The invention of the EMV chip was one of the most significant developments in secure payment card technology. While payment cards had previously relied on the magnetic stripe (magstripe) to store information, fraudsters had been cracking this technology and cloning victims’ cards for years. To prevent fraudsters from placing illicit purchases with cloned payment cards, EMV chips encrypt the payment card data and the CVV (called iCVV for EMV-enabled cards). A new encryption key (also called a token or cryptogram) is generated upon each purchase for Card Present (CP) transactions. This token is generated by the interaction between the EMV chip and the card reader and applies only to that single transaction. Since the token cannot be repeated for an additional transaction, stealing it does not allow cybercriminals to place fraudulent transactions with a cloned EMV-enabled card. There is currently no compelling evidence that any cybercriminals have discovered a method of cloning this technology. EMV chips transformed the underground payment card economy, shifting most illicit markets towards Card Not Present (CNP) records; merchant compliance with regulations mandating EMV chip transactions correlate strongly with the presence of CP fraud in any given country.
However, new research indicates that there are other ways to bypass EMV technology and monetize these supposedly secure cards. An in-depth report by Cyber R&D Lab detailed a method of acquiring enough data through compromised EMV transactions to clone a payment card. This method leverages information from one technology (EMV chips) and converts it into another less-secure technology (magstripe), which allows fraudsters to rely on their familiar cloning techniques. Gemini will refer to this technique as EMV-Bypass Cloning.
Magstripes are particularly vulnerable because they do not encrypt the track 1 or track 2 data necessary to place a transaction. This lack of encryption made it easy for fraudsters to steal payment card data, and then equally easy to clone the card with this stolen data. EMV technology is more secure because it encrypts the payment card information stored on the chip during the transaction.

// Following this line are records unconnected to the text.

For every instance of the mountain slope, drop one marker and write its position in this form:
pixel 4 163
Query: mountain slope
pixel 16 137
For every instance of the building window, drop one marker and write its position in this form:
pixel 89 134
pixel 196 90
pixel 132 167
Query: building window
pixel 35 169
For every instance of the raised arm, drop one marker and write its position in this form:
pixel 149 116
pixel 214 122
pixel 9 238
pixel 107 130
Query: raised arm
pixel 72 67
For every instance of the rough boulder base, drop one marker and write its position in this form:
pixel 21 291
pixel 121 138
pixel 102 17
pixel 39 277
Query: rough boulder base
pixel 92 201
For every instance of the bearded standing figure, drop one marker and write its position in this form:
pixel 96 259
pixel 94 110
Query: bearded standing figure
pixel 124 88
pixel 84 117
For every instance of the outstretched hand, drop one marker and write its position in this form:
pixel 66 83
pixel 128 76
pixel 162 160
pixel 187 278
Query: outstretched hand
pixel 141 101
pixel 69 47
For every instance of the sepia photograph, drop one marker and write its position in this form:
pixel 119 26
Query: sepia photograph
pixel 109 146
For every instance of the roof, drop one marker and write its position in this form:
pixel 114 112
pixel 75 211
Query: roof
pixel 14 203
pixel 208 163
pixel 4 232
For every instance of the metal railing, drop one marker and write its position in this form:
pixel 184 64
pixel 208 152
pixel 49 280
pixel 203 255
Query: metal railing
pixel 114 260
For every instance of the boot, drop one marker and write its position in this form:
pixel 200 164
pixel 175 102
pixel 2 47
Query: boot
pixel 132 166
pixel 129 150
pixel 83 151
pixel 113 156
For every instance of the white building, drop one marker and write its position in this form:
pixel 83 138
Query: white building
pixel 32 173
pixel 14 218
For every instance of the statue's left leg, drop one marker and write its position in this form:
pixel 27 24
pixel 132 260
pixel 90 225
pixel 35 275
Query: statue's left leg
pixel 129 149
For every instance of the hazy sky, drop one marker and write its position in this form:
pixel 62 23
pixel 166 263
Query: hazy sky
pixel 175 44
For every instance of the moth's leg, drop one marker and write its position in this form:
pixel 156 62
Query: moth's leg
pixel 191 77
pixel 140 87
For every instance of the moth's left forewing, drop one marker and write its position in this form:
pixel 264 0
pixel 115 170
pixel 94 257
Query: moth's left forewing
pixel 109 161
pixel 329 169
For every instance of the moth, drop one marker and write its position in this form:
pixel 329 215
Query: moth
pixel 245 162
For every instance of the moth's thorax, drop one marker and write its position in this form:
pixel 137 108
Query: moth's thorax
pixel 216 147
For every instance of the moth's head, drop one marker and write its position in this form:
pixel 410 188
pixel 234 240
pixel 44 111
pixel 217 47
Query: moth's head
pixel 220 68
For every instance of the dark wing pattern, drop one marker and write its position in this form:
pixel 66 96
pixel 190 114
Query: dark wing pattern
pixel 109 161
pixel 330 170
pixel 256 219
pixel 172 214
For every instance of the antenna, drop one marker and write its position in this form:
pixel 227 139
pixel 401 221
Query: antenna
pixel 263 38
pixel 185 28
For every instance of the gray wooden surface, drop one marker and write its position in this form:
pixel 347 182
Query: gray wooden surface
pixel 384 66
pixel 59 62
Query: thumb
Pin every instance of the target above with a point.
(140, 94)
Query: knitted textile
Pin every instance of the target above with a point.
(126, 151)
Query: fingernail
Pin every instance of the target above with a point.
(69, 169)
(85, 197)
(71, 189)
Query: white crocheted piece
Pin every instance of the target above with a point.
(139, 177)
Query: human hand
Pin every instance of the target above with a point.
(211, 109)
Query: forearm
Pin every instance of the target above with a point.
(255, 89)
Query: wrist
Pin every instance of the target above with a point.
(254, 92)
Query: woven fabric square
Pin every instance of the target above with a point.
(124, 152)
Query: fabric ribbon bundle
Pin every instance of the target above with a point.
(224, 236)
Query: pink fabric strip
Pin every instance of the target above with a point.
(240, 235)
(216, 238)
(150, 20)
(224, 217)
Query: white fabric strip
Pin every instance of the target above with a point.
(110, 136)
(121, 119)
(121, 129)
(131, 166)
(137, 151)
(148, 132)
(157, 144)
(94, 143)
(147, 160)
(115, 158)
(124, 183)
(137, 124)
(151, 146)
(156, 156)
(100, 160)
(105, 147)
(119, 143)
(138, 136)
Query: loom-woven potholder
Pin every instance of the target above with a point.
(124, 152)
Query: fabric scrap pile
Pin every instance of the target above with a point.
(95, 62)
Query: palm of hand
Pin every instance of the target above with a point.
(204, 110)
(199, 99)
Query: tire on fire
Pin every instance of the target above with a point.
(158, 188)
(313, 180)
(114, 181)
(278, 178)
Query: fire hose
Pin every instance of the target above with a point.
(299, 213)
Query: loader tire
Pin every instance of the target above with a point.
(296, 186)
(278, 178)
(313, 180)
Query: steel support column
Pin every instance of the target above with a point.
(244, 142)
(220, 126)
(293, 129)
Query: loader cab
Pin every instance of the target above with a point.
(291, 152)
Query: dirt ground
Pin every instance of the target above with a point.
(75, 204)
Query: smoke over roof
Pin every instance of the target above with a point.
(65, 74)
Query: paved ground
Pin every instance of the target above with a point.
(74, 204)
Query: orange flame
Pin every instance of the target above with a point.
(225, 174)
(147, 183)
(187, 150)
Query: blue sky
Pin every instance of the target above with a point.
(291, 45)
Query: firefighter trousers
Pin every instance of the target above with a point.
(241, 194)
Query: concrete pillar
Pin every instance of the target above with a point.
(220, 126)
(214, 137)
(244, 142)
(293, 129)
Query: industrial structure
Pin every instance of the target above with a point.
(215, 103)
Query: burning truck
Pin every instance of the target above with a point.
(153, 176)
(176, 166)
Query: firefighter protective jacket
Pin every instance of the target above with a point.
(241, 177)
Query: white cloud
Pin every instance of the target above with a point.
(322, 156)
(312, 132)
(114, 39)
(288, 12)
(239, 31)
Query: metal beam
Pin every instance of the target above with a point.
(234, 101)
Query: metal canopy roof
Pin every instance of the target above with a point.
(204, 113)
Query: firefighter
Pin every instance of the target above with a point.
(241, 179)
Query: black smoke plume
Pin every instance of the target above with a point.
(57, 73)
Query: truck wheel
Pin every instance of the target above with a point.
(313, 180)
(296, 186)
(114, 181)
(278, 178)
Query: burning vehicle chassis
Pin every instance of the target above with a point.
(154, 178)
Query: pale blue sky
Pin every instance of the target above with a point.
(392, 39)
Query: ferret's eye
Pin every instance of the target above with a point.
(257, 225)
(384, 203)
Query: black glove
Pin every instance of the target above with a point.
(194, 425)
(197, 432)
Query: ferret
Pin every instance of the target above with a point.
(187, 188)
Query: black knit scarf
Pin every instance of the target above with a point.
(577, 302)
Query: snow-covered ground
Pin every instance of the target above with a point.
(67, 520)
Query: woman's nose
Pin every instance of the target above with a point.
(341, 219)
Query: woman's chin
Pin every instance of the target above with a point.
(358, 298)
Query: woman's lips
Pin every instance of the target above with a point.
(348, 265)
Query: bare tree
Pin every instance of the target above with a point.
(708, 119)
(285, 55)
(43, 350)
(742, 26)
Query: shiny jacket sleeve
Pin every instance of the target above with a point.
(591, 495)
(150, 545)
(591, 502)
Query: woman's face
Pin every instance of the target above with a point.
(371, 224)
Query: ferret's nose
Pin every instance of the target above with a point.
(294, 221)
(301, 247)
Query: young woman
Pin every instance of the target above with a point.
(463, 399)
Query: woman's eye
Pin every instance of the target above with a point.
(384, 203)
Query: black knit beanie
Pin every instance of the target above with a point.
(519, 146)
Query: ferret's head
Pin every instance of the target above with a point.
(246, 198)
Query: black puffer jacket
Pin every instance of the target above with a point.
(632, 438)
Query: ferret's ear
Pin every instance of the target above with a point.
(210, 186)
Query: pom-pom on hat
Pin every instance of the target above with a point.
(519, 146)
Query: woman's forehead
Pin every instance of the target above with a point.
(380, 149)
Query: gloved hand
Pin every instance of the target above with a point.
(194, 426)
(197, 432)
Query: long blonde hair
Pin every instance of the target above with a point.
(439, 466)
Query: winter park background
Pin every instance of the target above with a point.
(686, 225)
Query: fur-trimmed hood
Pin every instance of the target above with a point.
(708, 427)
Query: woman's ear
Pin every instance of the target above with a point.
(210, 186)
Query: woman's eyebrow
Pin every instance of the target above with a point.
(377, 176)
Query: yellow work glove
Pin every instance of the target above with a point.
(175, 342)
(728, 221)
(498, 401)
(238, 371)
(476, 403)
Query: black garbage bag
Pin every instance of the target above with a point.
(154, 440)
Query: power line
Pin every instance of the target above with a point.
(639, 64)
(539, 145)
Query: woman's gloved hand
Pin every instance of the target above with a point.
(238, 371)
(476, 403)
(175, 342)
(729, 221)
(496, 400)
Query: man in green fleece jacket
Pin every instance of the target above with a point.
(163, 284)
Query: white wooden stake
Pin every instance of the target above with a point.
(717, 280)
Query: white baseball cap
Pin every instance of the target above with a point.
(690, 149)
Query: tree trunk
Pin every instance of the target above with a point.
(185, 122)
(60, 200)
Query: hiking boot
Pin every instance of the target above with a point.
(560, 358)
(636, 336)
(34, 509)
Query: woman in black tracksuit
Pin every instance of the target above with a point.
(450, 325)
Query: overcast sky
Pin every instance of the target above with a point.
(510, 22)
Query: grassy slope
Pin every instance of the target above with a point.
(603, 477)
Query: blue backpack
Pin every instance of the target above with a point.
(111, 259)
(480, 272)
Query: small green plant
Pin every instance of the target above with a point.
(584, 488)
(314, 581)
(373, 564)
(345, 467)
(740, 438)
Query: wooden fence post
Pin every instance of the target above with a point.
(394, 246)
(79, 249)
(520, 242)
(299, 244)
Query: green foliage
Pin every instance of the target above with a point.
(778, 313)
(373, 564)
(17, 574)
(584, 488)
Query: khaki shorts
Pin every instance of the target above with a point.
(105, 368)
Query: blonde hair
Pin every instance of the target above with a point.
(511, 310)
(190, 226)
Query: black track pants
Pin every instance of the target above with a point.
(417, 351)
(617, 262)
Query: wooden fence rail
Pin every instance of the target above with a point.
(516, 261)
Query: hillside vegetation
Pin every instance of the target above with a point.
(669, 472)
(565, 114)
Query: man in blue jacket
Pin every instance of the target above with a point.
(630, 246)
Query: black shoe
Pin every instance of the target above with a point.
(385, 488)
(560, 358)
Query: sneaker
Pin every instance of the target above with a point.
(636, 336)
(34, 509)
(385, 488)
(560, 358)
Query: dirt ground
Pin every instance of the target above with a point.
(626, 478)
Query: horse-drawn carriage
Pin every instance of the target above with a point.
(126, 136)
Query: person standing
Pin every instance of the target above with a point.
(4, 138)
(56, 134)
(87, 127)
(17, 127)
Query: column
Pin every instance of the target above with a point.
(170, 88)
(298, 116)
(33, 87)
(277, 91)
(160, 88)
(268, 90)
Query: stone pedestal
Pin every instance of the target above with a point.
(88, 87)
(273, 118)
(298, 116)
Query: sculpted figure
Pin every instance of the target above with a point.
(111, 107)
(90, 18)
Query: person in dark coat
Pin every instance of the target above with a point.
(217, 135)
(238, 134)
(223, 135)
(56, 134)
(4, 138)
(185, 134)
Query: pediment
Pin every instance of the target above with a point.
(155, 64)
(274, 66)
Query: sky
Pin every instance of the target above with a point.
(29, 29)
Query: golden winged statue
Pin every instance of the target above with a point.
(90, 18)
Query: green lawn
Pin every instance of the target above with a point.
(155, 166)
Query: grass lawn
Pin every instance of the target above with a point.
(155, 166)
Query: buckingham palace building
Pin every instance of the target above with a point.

There are multiple ways for a cybercriminal to obtain the payment card data of EMV-enabled cards. The most popular method involves a “shimmer,” a physical device that a cybercriminal attaches to a point-of-sale (POS) terminal to collect payment data before passing it along to the POS terminal itself. This allows the fraudster to steal the card data while allowing the legitimate transaction to take place, which prevents the victim from realizing that their payment card information was compromised.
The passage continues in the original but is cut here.